If this is the case then technically speaking a full job could theoretically (and I’m being super extreme here) be done in under 15 minutes if there was no failures and UDP was enabled everywhere on a super fast network.

Scenario 2:

If I done the same job but staggered the actions over 1 hour then even though the job itself has ended, there is the possibility (in extreme opposite circumstances of above) that the action can run anywhere up to 1 hour after the action has ended.

Hopefully someone can confirm this and maybe update documentation to be way more precise.

JasonWalker · June 17, 2022, 2:29am

Scenario 1 is correct - each client waits a random amount of time between 0 seconds and 15 minutes before starting the job. You’ll see this in the client log as “temporal distribution”. No client knows how long any other client is waiting.

In scenario 2, if the stagger time is too long and a client doesn’t begin execution before the action expiration time, that action may not execute at all.

If the action triggers an external process through ‘wait’ or ‘run’, that external task will not be stopped and it might continue executing after the action expires.

If sending a Baseline / Multiple Action Group, when the group crosses the expiration time the next component action will not be executed.

One common pitfall is that when staggering a Group Action, each component of the group gets its own separate random stagger. With 60 components and a one-minute stagger, there could be as much as 60 minutes of stagger across the group action.

Where I’m not positive, and maybe @AlanM can weigh in, is if the action is in the middle of execution when the action expires, whether that individual action will run to completion or whether it will be stopped in the middle. An action that is Stopped in the Console will be abandoned on the client, I’m just not sure about an action that was still running at the expiration time.

FatScottishGuy · June 17, 2022, 7:57am

Does my extreme case theory of being complete in 15 minutes stand with this in mind?

mesee2 · June 17, 2022, 8:03am

To clarify the “Execution tab” “Stagger action start times over” - is not just staggering the start of the baseline, but actually the sub actions within the baseline once it starts?

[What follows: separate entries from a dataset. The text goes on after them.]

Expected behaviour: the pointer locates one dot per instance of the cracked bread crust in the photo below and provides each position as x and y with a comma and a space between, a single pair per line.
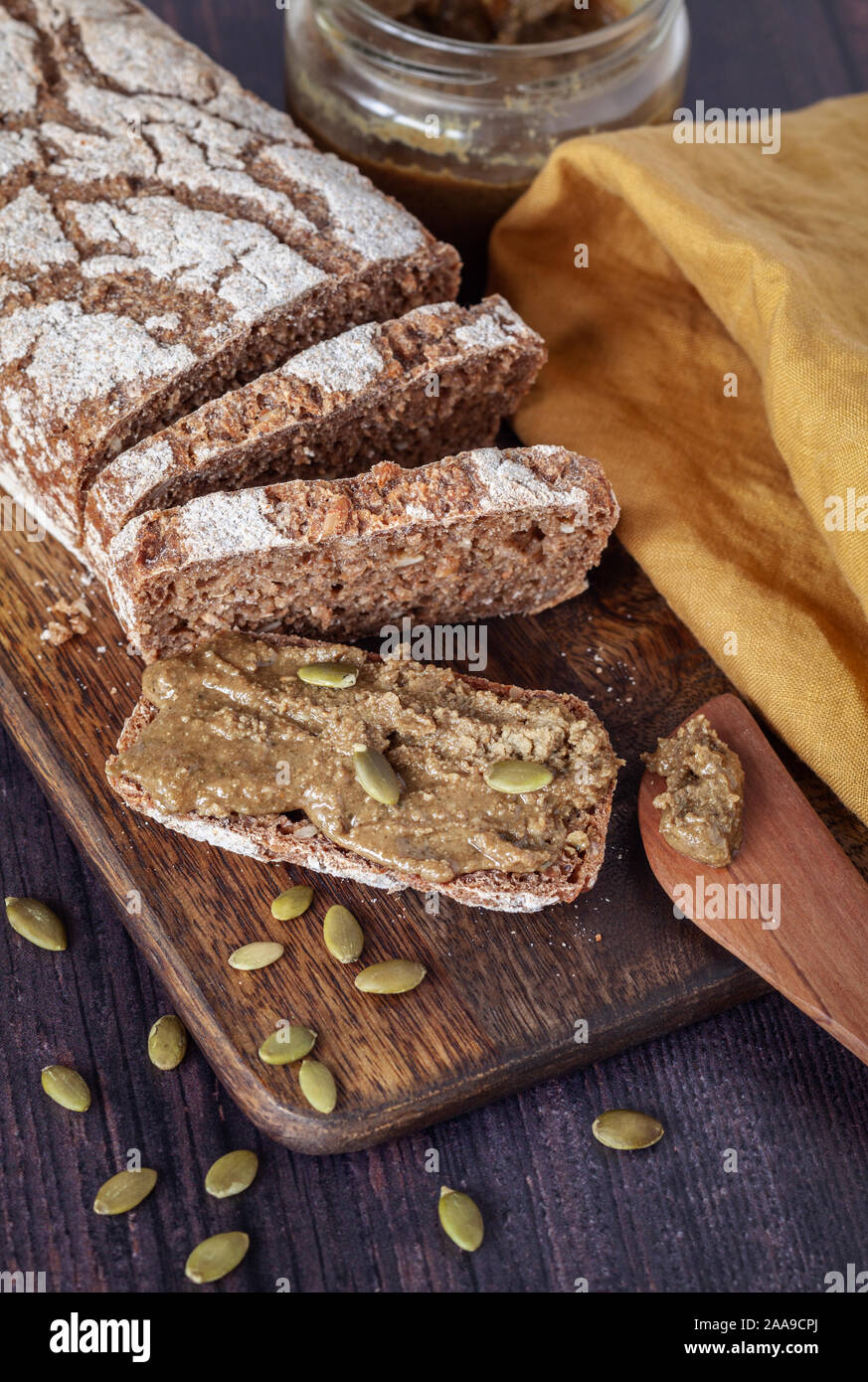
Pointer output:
332, 411
163, 235
475, 535
279, 839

You mention Group Action… you mean the delays may be introduced within the baseline execution at the “Component Group” boundaries within the Baseline action?

This does not appear to be what i see in the logs during patching.

What i read once and do see more than not is setting “stagger action start times over” to 10 mins, it will usually cause the job to start between 1-20 mins (aka double the defined time)

trn · June 17, 2022, 8:33am

I also see that actions taken on baselines just have the one “temporal distribution” entry in the client logs - perhaps a difference between actions taken on a baseline and group actions taken by picking an ad-hoc selection of fixlets?

There was the ‘feature’ of the delay being doubled on actions (certainly on baseline actions) a few versions ago. I’m not actually sure whether this has been fixed - I’ll have to do some testing so I know what the current situation is.